First, you have to be hungry. Teeth-grinding, stomach-growling, napkin-eating hungry. Lonnie Varisco, chef and headmaster at the Culinary Institute of New Orleans, says that he and his wife didn’t eat a thing the day of their hotly anticipated dinner at Emeril’s new restaurant. “It’s best to be starving when you arrive at the restaurant,” says Varisco. “Even if the food’s mediocre”—which Emeril’s wasn’t, he assures us—”you’ll love it.”
Wendy Jones, who teaches at New York’s Culinary Institute of America, recommends turning anticipation into a sublime torture. “I’d get myself excited by reading every article written about the restaurant. If I had pictures of the food, I’d even put them up on the bathroom mirror.”
But if you find yourself cranked too tight in the hours before your meal, find a way to relax. Amiram Elwork, a Philadelphia psychologist, suggests positive visualization, even when you’re stuck in traffic and in danger of missing your reservation. “Imagine yourself enjoying delicious food, being treated by the waiter as someone important. Creating those images has a biochemical effect on the brain, setting yourself up for a positive experience.”
Once you’re at the table, it’s soothing to say a little prayer, as the Hare Krishnas do to thank Lord Krishna before each meal. “It brings our consciousness to the present and makes eating a meditation and a spiritual act which nourishes the soul as well as the body,” says Jivanausadhi Dasi, who runs the Hare Krishna temple in Hartford, Connecticut.
“It helps to be hungry,” says Dr. Miles Rogish, a psychologist in York, England, “so you’ll pay attention to the details.” But hunger requires discipline, especially once you sit at the table and put your napkin in your lap. Strive for balance between your howling, primitive core—the so-called reptilian brain that signals you to lunge for the dinner rolls—and the more advanced levels of consciousness where you experience the pleasure of anticipation.

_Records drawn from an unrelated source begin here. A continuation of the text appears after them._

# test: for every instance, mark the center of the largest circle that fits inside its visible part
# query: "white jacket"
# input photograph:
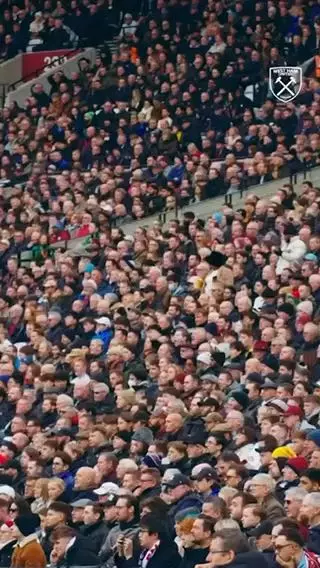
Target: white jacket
(292, 251)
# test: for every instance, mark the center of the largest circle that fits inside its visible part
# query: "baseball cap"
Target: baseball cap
(269, 384)
(81, 503)
(278, 404)
(8, 491)
(298, 464)
(110, 501)
(177, 480)
(107, 487)
(265, 527)
(293, 410)
(205, 473)
(204, 358)
(103, 321)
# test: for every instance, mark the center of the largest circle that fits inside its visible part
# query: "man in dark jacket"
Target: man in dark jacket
(230, 548)
(310, 512)
(202, 531)
(71, 550)
(181, 495)
(155, 548)
(94, 528)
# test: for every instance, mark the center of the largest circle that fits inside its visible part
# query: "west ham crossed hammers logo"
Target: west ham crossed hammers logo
(285, 82)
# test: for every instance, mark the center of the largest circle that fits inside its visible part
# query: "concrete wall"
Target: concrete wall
(11, 70)
(204, 209)
(23, 91)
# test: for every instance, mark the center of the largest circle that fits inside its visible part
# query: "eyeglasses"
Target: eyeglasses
(281, 546)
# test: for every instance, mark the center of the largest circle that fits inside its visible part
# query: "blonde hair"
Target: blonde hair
(43, 482)
(59, 482)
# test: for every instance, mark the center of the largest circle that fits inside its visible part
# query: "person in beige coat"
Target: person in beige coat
(219, 272)
(28, 552)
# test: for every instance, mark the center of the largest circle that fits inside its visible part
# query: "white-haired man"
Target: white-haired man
(262, 487)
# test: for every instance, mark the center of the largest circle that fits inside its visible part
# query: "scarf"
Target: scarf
(146, 555)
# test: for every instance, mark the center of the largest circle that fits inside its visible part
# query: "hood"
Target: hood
(249, 560)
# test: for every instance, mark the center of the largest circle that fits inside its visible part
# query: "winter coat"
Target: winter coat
(273, 509)
(193, 556)
(79, 554)
(84, 494)
(96, 534)
(313, 542)
(166, 555)
(249, 560)
(29, 553)
(6, 553)
(130, 530)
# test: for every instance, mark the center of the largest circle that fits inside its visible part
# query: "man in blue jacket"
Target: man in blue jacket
(181, 495)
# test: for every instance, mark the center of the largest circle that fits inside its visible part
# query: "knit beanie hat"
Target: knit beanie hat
(152, 460)
(314, 436)
(283, 452)
(27, 524)
(298, 464)
(240, 397)
(124, 435)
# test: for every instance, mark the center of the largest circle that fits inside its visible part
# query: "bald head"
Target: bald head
(174, 422)
(85, 478)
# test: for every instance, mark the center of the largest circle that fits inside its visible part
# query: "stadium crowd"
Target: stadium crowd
(179, 113)
(160, 392)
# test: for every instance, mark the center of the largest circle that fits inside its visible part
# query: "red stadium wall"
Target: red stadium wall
(44, 61)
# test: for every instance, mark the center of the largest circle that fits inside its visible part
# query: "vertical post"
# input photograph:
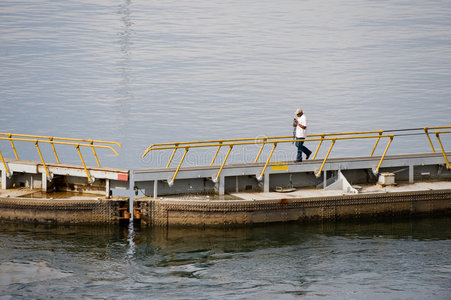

So you’ve starved yourself, tortured yourself, taken deep breaths, visualized obsequious table service, and invoked a prayer. Now it’s time to eat well. Which brings us to our final tip: Leave the sexy, tight clothes at home. Varisco, the chef from New Orleans, will don what he calls his “vacation pants” before a royal feast. Likewise, Rogish makes sure his pants are just comfy enough, “so that I can unbutton without them sliding off my ass.” Because no matter how much you’re paying for the meal of your life, you’ll no doubt be required to keep your pants on.